Por Aridani Alonso
La política es, ante todo, una forma de compañía. Quien gobierna necesita alianzas, escucha, crítica, aplausos y también oposición. Sin esos elementos, no hay democracia, solo ruido vacío. La imagen reciente del presidente Pedro Sánchez, solo ante un atril, en una sala de prensa completamente vacía, lo resume todo: el poder cuando ya no hay nadie que quiera oírlo.
Una rueda de prensa sin preguntas, sin prensa y sin ministros es más que una anécdota técnica. Es una metáfora. No compareció para informar, ni para dialogar: compareció para estar. Para seguir ahí. Como si la puesta en escena bastara para justificar el relato de una “acción de gobierno” que cada vez parece más un monólogo ensimismado que una labor colectiva.

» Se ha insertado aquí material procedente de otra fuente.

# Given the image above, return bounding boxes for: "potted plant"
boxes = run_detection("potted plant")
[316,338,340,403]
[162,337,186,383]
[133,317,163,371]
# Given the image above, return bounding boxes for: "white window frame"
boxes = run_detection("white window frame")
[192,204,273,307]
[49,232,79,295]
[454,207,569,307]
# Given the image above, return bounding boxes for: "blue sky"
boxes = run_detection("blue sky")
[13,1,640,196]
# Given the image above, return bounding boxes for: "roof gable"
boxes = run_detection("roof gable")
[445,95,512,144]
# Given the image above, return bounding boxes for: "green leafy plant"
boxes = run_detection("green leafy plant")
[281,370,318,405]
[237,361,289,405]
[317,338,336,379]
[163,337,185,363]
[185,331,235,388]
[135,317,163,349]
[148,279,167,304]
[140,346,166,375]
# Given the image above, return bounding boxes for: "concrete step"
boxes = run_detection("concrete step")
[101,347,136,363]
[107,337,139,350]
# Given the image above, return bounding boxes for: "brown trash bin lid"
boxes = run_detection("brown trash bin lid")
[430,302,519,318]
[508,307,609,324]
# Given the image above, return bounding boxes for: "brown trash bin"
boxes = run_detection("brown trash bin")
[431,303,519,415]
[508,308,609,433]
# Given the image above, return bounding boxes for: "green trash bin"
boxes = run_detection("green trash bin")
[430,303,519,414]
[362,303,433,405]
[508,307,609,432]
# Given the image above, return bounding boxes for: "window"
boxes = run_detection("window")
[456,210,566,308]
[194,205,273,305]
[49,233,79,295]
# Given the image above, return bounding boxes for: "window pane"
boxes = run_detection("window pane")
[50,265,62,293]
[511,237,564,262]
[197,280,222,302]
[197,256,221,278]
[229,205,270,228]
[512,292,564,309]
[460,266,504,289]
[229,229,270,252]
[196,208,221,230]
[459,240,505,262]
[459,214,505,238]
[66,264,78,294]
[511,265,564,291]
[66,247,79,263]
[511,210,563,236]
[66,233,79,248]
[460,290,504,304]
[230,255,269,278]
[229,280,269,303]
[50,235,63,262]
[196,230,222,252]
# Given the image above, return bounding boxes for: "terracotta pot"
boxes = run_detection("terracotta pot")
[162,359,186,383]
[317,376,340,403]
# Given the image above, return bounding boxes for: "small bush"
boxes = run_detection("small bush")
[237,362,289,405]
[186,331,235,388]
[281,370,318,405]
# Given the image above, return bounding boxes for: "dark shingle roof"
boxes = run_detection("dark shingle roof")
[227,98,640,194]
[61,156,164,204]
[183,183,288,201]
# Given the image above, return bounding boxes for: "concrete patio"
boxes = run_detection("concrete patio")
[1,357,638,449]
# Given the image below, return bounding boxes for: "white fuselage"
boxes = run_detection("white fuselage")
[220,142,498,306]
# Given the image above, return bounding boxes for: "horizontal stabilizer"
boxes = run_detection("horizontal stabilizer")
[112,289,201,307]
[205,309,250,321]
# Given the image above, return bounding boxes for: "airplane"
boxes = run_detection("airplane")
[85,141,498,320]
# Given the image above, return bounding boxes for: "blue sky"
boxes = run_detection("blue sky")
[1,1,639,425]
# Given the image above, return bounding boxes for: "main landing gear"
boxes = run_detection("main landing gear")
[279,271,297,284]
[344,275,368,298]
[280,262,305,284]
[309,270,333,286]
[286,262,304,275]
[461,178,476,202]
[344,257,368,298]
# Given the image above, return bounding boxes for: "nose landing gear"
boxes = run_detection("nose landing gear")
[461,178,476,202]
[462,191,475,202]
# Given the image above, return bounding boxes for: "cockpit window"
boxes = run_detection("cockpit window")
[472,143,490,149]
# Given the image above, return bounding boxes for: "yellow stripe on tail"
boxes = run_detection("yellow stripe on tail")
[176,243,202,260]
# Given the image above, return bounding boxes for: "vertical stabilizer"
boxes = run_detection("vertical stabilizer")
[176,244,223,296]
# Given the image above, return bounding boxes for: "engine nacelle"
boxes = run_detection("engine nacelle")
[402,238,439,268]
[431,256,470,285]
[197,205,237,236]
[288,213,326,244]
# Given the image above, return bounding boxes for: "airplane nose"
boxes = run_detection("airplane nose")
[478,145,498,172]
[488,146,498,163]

Sánchez ha sido, sin duda, un político hábil. Capaz de resistir en escenarios que auguraban su fin, de pactar con enemigos declarados, de sobrevivir a mociones, pandemias y campañas sucias. Pero toda resistencia prolongada tiene un precio: el aislamiento. En los últimos meses, las decisiones más importantes del Gobierno parecen ya no consultarse con aliados ni discutirse con la sociedad. Se anuncian. Se declaran. Se imponen.
La soledad no es solo física —aunque la sala vacía lo subraye con crudeza—. Es política. Es institucional. Es narrativa. Un presidente que habla solo no está ejerciendo el poder: está buscándole sentido.
Las instituciones no se sostienen sobre la voluntad de un hombre, sino sobre el contrato con la ciudadanía. Y ese contrato, cuando no se escucha ni se responde, se desgasta. La imagen no es del fin de Pedro Sánchez, pero sí quizá del final de una etapa: la de un liderazgo que ya no interpela, que ya no convoca, que solo resiste por inercia.
La historia no siempre acaba con un estallido. A veces, termina en el más elocuente de los silencios.